Should Vaccinated Health Care Workers Reinfected with COVID-19 be Quarantined?

Infection Control Today, Volume 25, Issue 9

Vaccines work. They ward off severe illness and death. But they do not make health care workers invulnerable to breakthrough infections, according to a research letter in JAMA Open Network.

Although COVID-19 vaccines work, they do not guarantee that a vaccinated person will not be reinfected, according to a research letter published in JAMA Network Open\that examined breakthrough infections among health care workers (HCWs).1 Investigators reviewed data from 5312 fully vaccinated and 690 unvaccinated HCWs at the Hadassah University Medical Center in Jerusalem, Israel. The vaccinated workers received 2 doses of the Pfizer/BioNTech vaccine.

The results reinforce the main message health care officials in most countries want the public to hear: vaccines work. Investigators found that 27 of the fully vaccinated staff became reinfected with COVID-19 (0.5%), compared with 69 of the unvaccinated staff did (10%). Contact tracing for the breakthrough infections found that 15 of the 27 vaccinated staff who experienced breakthrough infections became infected by a member of their household.
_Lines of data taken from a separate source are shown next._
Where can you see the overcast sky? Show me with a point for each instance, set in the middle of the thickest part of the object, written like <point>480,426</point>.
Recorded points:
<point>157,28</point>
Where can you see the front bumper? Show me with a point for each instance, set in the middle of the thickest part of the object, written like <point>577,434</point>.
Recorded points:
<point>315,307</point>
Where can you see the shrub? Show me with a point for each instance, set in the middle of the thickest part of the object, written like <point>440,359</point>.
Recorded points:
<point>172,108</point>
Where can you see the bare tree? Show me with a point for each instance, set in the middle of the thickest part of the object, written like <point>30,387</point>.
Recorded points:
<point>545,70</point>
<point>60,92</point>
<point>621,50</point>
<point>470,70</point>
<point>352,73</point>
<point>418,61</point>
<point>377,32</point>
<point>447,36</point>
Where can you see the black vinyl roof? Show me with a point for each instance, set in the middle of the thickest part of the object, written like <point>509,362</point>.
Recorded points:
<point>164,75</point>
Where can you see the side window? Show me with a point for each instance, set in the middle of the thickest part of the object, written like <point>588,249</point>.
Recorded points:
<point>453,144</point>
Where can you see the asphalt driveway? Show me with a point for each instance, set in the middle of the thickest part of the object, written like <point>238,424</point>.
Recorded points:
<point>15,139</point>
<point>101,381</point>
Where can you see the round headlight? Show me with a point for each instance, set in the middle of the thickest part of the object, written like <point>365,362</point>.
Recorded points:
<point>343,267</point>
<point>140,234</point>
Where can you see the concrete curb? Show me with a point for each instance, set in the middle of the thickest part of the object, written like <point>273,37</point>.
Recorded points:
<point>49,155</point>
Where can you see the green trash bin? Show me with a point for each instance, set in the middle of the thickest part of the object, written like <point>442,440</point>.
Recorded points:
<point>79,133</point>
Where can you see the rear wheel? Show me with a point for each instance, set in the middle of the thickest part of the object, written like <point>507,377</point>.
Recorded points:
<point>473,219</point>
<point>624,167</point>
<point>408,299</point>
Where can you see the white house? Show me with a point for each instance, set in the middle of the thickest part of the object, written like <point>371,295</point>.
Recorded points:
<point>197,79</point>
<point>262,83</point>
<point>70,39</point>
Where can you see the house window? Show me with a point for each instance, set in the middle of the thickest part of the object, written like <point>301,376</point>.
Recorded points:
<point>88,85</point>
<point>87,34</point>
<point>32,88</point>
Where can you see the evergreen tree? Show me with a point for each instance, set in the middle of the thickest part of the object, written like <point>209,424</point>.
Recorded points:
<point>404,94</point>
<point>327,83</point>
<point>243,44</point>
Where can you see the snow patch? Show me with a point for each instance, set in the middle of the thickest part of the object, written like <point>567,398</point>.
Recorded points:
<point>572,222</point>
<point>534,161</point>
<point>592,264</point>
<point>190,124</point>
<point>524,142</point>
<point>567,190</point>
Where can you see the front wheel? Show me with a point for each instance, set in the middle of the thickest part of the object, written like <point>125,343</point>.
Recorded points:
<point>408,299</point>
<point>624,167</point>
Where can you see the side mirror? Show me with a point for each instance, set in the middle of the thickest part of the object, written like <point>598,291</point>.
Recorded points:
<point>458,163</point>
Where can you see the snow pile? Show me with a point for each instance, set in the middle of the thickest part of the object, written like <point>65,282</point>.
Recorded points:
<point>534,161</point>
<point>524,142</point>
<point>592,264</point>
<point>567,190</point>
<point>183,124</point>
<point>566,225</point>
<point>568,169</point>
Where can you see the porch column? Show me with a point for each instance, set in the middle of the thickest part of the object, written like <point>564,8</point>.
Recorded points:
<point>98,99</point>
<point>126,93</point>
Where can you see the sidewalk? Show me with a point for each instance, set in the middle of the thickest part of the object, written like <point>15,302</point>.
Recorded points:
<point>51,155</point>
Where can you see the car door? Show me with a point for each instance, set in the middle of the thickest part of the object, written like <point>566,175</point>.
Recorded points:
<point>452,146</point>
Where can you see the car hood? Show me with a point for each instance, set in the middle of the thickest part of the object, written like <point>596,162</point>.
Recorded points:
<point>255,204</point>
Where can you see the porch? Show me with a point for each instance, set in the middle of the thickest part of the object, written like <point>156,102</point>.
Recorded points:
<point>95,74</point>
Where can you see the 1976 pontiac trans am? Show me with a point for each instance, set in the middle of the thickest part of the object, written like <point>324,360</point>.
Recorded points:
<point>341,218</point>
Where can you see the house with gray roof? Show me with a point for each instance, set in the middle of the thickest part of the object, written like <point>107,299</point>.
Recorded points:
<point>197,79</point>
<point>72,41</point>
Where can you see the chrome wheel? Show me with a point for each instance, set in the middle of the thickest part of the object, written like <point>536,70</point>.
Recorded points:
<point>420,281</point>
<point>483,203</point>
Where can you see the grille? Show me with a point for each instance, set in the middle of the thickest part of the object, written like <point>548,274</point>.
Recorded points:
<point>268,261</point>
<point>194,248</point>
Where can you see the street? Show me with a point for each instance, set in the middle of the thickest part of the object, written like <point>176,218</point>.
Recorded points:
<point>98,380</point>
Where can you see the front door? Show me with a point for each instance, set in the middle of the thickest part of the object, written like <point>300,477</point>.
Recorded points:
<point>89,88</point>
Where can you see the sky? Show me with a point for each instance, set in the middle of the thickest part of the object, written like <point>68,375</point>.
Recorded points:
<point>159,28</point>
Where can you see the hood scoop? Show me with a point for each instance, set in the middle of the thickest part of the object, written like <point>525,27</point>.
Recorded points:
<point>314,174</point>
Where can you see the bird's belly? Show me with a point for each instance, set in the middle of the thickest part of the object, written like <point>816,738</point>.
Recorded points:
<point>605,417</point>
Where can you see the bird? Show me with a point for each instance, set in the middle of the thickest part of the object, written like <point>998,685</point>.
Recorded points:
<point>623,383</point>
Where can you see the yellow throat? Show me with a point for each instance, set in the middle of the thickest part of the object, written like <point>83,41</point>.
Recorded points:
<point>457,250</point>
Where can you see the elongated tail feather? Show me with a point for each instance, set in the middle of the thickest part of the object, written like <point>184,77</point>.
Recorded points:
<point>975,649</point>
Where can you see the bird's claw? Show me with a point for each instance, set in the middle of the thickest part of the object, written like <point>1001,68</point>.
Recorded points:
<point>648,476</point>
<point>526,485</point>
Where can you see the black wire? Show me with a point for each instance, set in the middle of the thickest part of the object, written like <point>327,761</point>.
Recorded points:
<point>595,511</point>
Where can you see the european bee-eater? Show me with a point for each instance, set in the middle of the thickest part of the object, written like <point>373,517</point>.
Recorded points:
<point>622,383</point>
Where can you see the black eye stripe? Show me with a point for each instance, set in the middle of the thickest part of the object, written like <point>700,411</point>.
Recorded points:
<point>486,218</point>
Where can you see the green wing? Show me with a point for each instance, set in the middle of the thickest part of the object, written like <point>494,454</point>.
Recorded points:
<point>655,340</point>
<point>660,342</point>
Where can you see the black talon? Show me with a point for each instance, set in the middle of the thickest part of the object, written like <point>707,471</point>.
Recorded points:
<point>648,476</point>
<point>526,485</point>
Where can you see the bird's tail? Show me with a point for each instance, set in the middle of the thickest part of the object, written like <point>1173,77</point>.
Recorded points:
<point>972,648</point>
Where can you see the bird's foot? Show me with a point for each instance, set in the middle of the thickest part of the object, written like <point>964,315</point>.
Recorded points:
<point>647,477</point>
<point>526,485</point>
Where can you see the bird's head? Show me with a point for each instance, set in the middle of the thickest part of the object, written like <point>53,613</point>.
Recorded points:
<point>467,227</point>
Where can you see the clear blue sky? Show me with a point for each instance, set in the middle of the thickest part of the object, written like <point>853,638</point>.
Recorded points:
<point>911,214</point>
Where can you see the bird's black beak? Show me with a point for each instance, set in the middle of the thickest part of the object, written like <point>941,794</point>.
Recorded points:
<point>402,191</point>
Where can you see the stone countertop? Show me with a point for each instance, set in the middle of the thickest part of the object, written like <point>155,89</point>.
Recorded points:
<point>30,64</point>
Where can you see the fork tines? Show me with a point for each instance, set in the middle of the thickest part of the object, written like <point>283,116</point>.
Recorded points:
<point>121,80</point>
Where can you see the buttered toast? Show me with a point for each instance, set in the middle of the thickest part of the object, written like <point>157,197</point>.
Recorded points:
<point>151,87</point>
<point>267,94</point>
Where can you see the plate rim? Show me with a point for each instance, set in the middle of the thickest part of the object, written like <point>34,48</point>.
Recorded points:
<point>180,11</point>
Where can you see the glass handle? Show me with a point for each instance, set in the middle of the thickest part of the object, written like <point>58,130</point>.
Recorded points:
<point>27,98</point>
“This case-control study found that exposure to SARS-CoV-2–positive household members was a risk factor associated with infection among vaccinated HCWs,” the research letter states. “Household exposure is usually longer and closer than casual exposure or exposure at work and does not include masking or distancing, thus exposing one to a higher infectious dose and being more contagious.”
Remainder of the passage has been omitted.